Download Labelled Datasets

Available Datasets

  • Content-based Categorized Dataset (996 labelled Arabic Web pages -- available below)
  • Dialect-labelled Dataset (will be available soon)

Content-based Categorized Dataset

To estimate the proportion of different Web page types in ArabicWeb16, we sampled 996 Web pages from the dataset and labeled them using CrowdFlower (check our SIGIR 2016 paper for details).

This dataset can be used for text classification research or any other related problems.
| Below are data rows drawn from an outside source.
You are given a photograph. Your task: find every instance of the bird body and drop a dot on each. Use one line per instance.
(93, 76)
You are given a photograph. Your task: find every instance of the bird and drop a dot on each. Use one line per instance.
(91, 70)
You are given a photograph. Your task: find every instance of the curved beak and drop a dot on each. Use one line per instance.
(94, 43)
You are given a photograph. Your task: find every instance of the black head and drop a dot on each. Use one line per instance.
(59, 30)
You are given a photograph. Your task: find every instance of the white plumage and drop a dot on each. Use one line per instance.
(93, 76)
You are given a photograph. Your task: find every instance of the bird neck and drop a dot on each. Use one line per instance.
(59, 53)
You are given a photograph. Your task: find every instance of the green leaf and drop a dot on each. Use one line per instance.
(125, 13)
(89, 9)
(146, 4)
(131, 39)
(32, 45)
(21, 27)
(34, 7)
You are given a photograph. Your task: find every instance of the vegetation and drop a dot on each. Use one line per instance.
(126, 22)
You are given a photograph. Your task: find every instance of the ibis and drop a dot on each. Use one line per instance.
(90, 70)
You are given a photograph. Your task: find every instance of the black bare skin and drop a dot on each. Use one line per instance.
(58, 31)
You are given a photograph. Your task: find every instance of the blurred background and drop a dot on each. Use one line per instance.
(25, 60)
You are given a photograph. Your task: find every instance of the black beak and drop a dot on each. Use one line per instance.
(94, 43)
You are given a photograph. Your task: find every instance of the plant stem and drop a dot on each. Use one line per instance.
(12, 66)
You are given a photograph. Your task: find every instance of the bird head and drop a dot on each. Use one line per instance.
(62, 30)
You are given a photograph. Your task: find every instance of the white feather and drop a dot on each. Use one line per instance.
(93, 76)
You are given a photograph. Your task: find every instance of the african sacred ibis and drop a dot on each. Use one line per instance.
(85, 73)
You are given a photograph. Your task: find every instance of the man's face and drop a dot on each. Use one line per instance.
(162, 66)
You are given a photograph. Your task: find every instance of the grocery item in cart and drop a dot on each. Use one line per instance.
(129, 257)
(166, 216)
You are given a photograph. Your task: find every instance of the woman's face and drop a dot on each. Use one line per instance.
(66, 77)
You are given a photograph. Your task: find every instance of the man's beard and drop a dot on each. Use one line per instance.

The categories of the Web pages are:

  • Informational: Web pages whose main purpose is to provide information (e.g., Wikipedia). Information can vary from scientific articles to event schedules.
  • Discussion & Opinion: Web pages with discussions, opinions, interviews, etc., often on social platforms.
  • News and Media: Web pages that provide different topics of news and articles from around the world.
  • Online Services: Web pages for online applications, or platforms for payment and shopping. These Web pages may list services or products to buy or use, user-guides, etc.
  • Organizational: Institutional Web pages describing owners’ interests, activities, news or services, etc.
  • Entertainment: Web pages with a main purpose to provide entertainment to users (e.g., games, movies).
  • Other: Web pages not fitting any of the above types.